Figure 3Segmental duplications/multiplications or deletions underlying the clusters of GCNVs likely under parallel selection. Gene clusters that included GCNVs likely under parallel selection located in the linkage groups (A) VIII and (B) XIX are shown with three genes upstream or downstream. Each point represents the ratio of the average of the normalized numbers of the mapped reads between the two groups. The identified GCNVs with more copies in the marine and freshwater groups are colored by orange and blue, respectively.
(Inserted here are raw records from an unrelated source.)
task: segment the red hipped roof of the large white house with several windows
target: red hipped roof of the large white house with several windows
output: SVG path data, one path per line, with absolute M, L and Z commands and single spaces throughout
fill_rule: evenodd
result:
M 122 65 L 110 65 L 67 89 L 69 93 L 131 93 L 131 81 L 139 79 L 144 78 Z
Genes were excluded from visualization if the median of the numbers of mapped reads per 100 bp of the gene length was less than one or if no reads were mapped in at least one individual. The error bars indicate standard deviations of the ratios that were calculated for pairs of freshwater and marine groups derived from the same geographic regions. (If multiple samples were derived from the same geographic region for either group, the average of the normalized number of reads was used for the calculation).
Figure 4Numbers of mapped reads in two freshwater-increased and one freshwater-decreased GCNVs. Each point and line represent the normalized numbers and average normalized numbers, respectively, of the mapped reads per 200-bp non-overlapping window for 10 freshwater (black) and 10 marine (red) individuals. (A and B) Two freshwater-increased and (C) one freshwater-decreased GCNVs that were confirmed by three or more different allelic sequences, are shown. Gene models are shown at the bottom of each panel.